HISTORY OF CHRISTMAS: THE YEAR
It’s obvious that Jesus was born on December 25, A.D. 1 (Anno Domine, “the year of our Lord”), right? Not so fast.
OK, was it in Year Zero?
No, there wasn’t a Year 0; the calendar went from 1 B.C. to A.D. 1.
We know that Herod the Great (who killed all the babies in Bethlehem younger than two years of age) died in the Spring of 4 B.C., according to the Jewish historian Josephus1.
The king was quite alive during the Wise Men‘s visit in the Nativity story told in the Gospel of Matthew. So Jesus would have to have been born before this time, anywhere from 7 B.C to 4 B.C. (Before Christ, or before himself!)
Christmas Calendar Gap
Why is there a gap of this much time in our modern calendar?

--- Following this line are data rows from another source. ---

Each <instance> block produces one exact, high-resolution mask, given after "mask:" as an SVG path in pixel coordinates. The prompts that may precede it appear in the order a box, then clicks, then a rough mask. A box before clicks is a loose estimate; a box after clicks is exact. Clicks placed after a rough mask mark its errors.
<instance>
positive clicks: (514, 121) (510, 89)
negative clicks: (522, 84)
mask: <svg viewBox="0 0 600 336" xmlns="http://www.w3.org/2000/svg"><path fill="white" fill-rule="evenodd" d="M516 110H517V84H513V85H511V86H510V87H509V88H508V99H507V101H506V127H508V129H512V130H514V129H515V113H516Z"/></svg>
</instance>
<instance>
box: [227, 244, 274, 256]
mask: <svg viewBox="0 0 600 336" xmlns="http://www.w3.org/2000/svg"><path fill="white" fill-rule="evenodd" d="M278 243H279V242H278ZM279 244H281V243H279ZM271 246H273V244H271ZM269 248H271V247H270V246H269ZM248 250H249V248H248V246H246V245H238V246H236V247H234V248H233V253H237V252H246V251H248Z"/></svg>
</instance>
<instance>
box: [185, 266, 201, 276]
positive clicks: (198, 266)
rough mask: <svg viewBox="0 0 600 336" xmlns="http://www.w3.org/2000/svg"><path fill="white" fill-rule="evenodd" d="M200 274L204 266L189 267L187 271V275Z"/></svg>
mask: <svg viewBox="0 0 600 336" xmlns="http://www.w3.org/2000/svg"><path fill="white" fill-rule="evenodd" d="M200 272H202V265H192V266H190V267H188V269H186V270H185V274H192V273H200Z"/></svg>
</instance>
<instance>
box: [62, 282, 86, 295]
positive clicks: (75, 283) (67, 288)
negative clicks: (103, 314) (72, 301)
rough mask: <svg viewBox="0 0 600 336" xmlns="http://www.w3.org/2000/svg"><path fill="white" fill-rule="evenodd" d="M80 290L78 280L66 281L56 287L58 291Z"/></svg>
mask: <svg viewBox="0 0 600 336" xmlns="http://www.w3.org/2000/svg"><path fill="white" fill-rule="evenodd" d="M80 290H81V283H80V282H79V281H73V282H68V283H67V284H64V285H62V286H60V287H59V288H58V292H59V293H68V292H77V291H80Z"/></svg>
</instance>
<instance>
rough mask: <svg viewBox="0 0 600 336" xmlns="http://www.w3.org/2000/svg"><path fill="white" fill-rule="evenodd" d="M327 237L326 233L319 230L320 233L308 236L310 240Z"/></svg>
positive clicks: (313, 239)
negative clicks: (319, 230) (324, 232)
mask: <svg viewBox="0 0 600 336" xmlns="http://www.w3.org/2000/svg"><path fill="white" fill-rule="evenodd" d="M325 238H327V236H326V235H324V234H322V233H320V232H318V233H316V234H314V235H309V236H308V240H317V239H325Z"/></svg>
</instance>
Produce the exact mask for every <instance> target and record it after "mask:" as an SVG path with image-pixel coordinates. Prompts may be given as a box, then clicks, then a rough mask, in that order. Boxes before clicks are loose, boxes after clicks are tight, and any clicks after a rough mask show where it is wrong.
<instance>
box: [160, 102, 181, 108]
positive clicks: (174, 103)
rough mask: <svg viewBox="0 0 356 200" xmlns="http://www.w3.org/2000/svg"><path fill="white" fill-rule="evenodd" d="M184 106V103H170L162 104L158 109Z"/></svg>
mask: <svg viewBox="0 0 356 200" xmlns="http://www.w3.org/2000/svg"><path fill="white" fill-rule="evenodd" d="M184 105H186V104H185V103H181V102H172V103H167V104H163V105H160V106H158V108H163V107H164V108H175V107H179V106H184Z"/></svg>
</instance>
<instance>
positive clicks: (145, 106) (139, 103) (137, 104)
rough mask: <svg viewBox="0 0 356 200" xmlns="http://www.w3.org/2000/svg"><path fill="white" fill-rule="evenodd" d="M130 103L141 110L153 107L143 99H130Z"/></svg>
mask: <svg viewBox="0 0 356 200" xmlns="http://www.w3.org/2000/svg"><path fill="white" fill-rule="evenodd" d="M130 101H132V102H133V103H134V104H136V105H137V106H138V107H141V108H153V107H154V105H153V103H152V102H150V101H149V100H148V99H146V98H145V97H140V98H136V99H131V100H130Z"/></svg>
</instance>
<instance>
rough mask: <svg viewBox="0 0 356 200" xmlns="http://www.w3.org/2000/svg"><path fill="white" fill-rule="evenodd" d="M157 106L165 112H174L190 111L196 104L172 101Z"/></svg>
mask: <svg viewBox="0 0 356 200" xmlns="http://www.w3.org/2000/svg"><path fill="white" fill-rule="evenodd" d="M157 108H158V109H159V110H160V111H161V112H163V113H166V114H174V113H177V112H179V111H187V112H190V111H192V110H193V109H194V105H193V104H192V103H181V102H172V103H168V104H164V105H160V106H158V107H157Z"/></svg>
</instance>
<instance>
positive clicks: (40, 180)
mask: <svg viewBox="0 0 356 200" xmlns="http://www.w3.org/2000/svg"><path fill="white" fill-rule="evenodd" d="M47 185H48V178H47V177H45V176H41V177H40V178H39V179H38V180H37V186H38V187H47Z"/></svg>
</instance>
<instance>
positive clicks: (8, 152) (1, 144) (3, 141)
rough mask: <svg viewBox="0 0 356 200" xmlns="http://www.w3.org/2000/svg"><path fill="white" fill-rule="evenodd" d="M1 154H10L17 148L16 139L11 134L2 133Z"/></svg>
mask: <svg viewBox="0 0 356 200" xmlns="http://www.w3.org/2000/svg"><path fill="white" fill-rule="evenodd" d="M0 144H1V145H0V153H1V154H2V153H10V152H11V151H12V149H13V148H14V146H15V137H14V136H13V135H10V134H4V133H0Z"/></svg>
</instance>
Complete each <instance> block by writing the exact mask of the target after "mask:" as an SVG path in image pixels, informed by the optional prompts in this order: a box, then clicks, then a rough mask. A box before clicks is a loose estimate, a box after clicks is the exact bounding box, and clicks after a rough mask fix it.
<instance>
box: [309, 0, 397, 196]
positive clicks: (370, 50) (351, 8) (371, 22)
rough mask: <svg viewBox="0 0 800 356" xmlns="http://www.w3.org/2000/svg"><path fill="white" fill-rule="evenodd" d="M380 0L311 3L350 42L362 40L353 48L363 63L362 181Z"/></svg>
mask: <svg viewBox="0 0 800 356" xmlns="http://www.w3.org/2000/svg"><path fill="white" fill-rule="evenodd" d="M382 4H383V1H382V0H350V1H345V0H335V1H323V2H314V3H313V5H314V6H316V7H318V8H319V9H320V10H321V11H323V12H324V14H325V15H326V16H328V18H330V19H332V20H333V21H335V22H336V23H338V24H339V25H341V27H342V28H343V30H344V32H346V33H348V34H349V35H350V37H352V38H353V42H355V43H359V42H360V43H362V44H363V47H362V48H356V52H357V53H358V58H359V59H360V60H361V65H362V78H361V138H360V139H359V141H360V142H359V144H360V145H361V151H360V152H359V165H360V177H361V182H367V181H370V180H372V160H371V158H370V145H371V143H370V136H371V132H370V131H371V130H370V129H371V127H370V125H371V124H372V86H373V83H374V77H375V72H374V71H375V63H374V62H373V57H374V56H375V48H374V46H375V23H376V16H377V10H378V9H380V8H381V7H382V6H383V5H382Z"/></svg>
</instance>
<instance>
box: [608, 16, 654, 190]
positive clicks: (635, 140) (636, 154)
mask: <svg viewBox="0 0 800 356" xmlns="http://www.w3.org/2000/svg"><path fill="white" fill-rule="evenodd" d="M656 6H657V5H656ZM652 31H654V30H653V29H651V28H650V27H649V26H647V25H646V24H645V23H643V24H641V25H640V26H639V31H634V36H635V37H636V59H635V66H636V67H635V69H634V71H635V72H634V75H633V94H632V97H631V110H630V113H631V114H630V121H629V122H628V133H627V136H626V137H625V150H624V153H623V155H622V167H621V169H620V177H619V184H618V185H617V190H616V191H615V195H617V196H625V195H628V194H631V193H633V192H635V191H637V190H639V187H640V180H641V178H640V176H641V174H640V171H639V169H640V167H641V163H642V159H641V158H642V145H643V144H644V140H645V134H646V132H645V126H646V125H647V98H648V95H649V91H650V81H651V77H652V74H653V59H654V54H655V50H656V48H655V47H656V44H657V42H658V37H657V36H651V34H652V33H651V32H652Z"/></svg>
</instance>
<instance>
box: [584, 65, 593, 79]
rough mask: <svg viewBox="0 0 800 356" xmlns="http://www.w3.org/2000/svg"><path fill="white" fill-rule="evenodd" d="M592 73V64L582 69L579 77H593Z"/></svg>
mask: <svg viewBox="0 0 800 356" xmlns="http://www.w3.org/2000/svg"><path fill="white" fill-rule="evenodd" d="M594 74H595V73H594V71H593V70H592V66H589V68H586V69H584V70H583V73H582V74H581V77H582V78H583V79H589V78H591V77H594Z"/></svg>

We owe this to a Roman monk-mathematician-astronomer named Dionysius Exiguus, or Dennis the Little, but known to his close friends as Dennis the Humble. During the 6th century A.D., he unwittingly committed what has become history’s most significant numerical error related to the calendar.
Originally from Scythia Minor, north of the Danube River delta in modern Romania near the Black Sea, he relocated to Rome. He was best known for translating many ecclesiastical canons from Greek into Latin, including the famous decrees from the Councils of Nicaea and Chalcedon.
He tried to reform the Western calendar to center around Jesus’ birth; he erroneously placed the date of the Nativity in the year 753 “from the founding of Rome” (753 A.U.C. or Ab Urbe Condita), even though Herod died only 749 years after the founding of the city of Rome, as everyone knows; it was in all the papers. The cumulative effect of Dionysis’s calendar error, the same calendar we use today, was to give Rome’s founding the correct traditional date. Ultimately, however, the calendar is at least 4 to 7 years off for the birth of Christ.
Did you celebrate the Y2K change of Millennium in 1997?
1 Some recent research suggests that the dating of Herod’s death might be up for debate and could be dated 1 B.C. The argument is either the counting of his reign was off, or there was a typesetting error in all editions of Josephus since 1544. I tried to get to the bottom of this by researching an earlier edition of Josephus at the British Library in London but could only get my hands on a French translation from 1492. Regrettably, I couldn’t read medieval French.
Bill Petro, your friendly neighborhood historian
billpetro.com
again, very interesting and humorus, thanks to the friendly neighborhood historian.
aruna
A great article by a PhD astronomer on dating Christ’s birth, placing it in 2BC — you might enjoy this.
http://www.hillsdale.edu/news/imprimis/archive/issue.asp?year=1996&month=12
its been a blessing God bless you Bill Petro
its been a blessing God bless you Bill Petro sir
Ok, so call me ignorant but what i dont understand is, they sat jesus was born between 4 and 6 B.C. but how can that be when B.C. stands for before Christ. So he was born 4 yrs b4 was born?
Mark,
You got it! Crazy isn’t it? The concept of “Before Christ” and “in the year of our Lord” — Anno Domini, or AD — was developed long before the medieval calendar reform of Dennis the Little. He had started with the old Julian Calendar and placed the birth of Christ in 753 after the founding of the city of Rome, which was the previous anchor point for the ancient calendars. Add Josephus’ reckoning of the date of the death of Herod the Great, and you get the situation we have today.